En lo referente a su vida anterior a su llegada al estado cincuenta y uno, el dossier era aún más escueto. Ella aseguraba haberse diplomado en Administración de Empresas en una academia de Georgia. Tenía una experiencia laboral limitada, pero que la cualificaba de sobra para ejercer como secretaria. En la carpeta había dos cartas de recomendación de ex empleadores que la ponían por las nubes. Una de ellas la había escrito el abogado de Trenton, detalle que el hombre había omitido en su conversación forzada con Jeffrey Clayton. La otra, supuso éste, era falsificada o comprada, pero sin duda satisfactoria para el estado en sus inicios, la época en que estaba cobrando forma. En apariencia, estaba capacitada, era perfecta. Su marido tenía dinero y era generoso con él. Una vez que hubo pasado a formar parte de la burocracia, ella había subido peldaños con la determinación de un salmón que vuelve a su hogar.

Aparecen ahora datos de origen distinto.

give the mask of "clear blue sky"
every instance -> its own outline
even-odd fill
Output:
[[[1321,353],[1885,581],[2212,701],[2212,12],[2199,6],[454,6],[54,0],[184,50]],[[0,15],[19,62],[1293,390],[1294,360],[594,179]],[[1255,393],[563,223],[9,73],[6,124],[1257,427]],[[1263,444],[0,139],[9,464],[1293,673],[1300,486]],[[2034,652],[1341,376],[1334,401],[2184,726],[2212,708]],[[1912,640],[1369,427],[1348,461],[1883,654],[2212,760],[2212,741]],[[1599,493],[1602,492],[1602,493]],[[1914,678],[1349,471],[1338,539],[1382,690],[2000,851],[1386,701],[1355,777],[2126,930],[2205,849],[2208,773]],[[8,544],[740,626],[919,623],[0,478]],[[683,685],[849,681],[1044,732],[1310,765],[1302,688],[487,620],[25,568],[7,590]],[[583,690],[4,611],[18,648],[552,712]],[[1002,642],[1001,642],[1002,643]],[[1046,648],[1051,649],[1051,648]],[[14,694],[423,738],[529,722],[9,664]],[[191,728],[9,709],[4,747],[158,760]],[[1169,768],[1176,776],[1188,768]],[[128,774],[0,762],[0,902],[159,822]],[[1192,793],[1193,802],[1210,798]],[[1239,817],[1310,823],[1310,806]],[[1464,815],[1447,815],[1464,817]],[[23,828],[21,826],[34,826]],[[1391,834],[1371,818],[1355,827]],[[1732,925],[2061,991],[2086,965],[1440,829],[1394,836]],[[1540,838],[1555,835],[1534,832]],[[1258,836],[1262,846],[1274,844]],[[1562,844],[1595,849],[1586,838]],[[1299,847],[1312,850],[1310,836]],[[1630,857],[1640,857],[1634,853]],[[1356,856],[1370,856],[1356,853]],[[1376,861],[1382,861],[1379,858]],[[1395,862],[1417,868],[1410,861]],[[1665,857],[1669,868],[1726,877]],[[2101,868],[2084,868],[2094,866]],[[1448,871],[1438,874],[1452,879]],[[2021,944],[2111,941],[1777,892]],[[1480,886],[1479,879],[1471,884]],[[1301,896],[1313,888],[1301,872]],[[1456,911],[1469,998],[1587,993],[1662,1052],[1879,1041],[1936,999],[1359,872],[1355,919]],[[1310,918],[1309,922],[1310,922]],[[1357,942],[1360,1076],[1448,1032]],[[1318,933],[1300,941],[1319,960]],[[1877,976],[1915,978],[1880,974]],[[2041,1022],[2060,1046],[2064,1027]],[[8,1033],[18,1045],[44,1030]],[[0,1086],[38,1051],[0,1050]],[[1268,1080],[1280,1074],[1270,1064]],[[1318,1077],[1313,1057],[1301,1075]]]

Jeffrey dejó esa carpeta a un lado y abrió la segunda.
Ese expediente era aún más corto. Era un listado de ordenador impreso del Centro Nacional de Información Criminal. El encabezamiento rezaba: «Elizabeth Wilson. Fallecida.»
Jeffrey sacudió la cabeza.
«Fallecida no -pensó-. Sólo renacida.»
El documento del banco de datos nacional describía a una joven que se había criado en el campo, en Virginia Occidental. Tenía todo un historial como delincuente juvenil por allanamiento, incendios provocados, agresión con lesión y prostitución. Había un informe breve del Departamento de Libertad Condicional de las autoridades del condado de Lincoln que mencionaba la existencia de unas pruebas no confirmadas de que había sufrido abusos sexuales constantes en su infancia por parte de su padrastro.
Elizabeth Wilson había acabado en la cárcel por homicidio sin premeditación a los diecinueve años. Le había sacado una navaja a un cliente que se negaba a pagarle después de mantener relaciones sexuales con ella. El hombre la había golpeado varias veces antes de darse cuenta de que ella lo había rajado desde el vientre hasta la cintura. Le concedieron la libertad condicional después de cumplir tres años de condena en la penitenciaría estatal de Morgantown. Según el informe, seis meses después de salir a la calle, había conseguido empleo en un bar de moteros en una zona rural del estado a unos cien kilómetros de la ciudad. Su primera noche de trabajo, había salido del establecimiento en compañía de un hombre, y no la habían vuelto a ver. La policía había descubierto ropa desgarrada y ensangrentada en una hondonada, pero no habían hallado ningún cadáver. Esto había ocurrido a finales del invierno, y el terreno resultaba casi impracticable. Ni siquiera una unidad con perros había sido capaz de reconocer el territorio. Posteriormente, la policía había interrogado a varios hombres que se hallaban presentes en el bar esa noche y que según testigos habían estado hablando con ella. Detuvieron a uno cuya camioneta tenía manchas de sangre en el asiento. El tipo de sangre coincidía con el de Elizabeth Wilson, y más tarde las pruebas de ADN revelaron que era suya. Al registrar la camioneta se encontró un cuchillo de caza grande metido bajo un panel roto del suelo. La hoja también presentaba manchas de sangre. A pesar de que declaró que esa noche estaba borracho y no se acordaba de nada, el hombre fue juzgado y condenado a cadena perpetua.